I replaced mine. Rudy has exact same as original and I'd suggest you use that. 'kinking' at corners is an issue. I built wood forms to duplicate the hull deck joint corners - 3 forms (stern P and S, bow). The base rail comes in 25' sections - 3 needed. (The insert comes in a continuous length.) I bent the 3 pieces 'on the bench' using my wood forms with one bend in each and located so that the 3 pieces fit on the boat with an overlap at the joints. Then as the last step after the rail is almost completely installed, cut the joints to length. (Like fitting wallpaper joints that doesn't have pretrimmed edges.) Space it so the joint at the stern is NOT at the center but is offset. The insert will join at the stern center and you don't want the base and the insert joint at the same place.
Use some pieces of the old rail to practice bends. I heated with a heat gun. Using the wood templates, you can put screws into the center (under the insert) of the rail to hold it in place as you bend it.

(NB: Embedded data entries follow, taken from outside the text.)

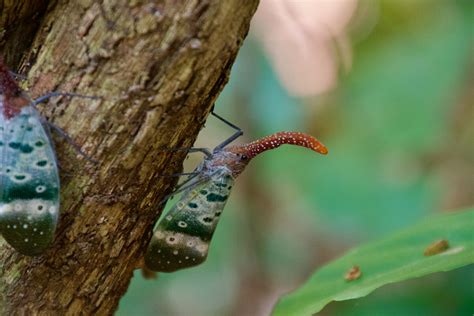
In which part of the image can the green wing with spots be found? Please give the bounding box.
[0,107,59,256]
[145,172,234,272]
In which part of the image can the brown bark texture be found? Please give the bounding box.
[0,0,258,315]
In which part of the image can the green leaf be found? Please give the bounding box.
[273,209,474,316]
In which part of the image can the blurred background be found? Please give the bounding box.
[117,0,474,316]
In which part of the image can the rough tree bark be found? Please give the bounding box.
[0,0,258,315]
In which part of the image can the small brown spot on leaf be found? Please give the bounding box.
[423,239,449,256]
[344,266,362,281]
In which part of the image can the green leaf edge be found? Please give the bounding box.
[272,209,474,316]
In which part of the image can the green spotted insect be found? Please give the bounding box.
[0,58,94,256]
[145,112,328,272]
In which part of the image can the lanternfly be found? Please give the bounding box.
[145,113,328,272]
[0,58,94,256]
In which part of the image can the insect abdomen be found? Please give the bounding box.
[145,175,233,272]
[0,108,59,256]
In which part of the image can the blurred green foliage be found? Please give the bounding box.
[117,0,474,315]
[273,208,474,316]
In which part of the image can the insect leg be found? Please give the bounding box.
[211,106,244,150]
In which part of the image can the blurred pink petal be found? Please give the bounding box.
[254,0,357,96]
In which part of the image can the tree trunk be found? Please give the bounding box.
[0,0,258,315]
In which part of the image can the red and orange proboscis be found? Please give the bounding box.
[228,132,328,159]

Practice also allows you to experiment with just the right pie shaped cutouts to get it to fit around the corner without gaps or bulges. Mine finished up fitting better than the original.
The insert will shrink over time. I warmed it with a heat gun as I installed it (you definitely need a heat gun at the corners) and kept pushing it back towards the installed end (compressing it sort of) as I went. Even after several years I only have about a 1/2" gap at the insert joint.

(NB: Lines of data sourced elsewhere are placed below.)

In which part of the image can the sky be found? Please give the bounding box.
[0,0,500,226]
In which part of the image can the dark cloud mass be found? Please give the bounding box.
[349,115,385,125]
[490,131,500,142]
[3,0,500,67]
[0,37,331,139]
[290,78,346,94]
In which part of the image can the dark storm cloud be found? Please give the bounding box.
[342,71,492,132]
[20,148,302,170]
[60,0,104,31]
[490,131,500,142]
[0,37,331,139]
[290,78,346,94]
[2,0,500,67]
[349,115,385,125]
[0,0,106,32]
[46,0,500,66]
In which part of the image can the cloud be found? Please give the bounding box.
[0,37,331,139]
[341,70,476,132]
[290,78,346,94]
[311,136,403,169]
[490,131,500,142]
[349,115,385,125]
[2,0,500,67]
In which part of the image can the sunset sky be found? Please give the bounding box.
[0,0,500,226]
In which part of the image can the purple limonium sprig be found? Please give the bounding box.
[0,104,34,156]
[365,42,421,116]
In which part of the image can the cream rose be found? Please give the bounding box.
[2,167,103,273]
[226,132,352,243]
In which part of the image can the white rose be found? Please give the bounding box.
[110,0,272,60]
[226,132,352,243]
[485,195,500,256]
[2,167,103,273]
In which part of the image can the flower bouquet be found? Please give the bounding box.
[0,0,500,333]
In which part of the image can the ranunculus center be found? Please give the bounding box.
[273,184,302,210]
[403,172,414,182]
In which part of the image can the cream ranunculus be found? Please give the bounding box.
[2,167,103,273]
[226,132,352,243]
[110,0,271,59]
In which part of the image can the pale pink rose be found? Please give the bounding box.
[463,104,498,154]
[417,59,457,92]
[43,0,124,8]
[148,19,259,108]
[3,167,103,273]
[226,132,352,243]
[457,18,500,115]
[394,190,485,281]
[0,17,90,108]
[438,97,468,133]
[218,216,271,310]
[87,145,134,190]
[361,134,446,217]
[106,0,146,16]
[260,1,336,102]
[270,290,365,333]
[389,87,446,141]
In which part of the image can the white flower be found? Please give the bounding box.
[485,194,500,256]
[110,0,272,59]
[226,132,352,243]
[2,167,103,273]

Use a square and put a pencil mark on the hull as an alignment mark for the screws and you can reuse the same holes without any problem. I drilled oversize holes in the rail to aid in alignment and give some allowance for thermal length changes in the rail. I used truss head screws without washers. (McMaster Carr has them.)
The rail is not cheap and a fair amount of work but will come out looking better than new.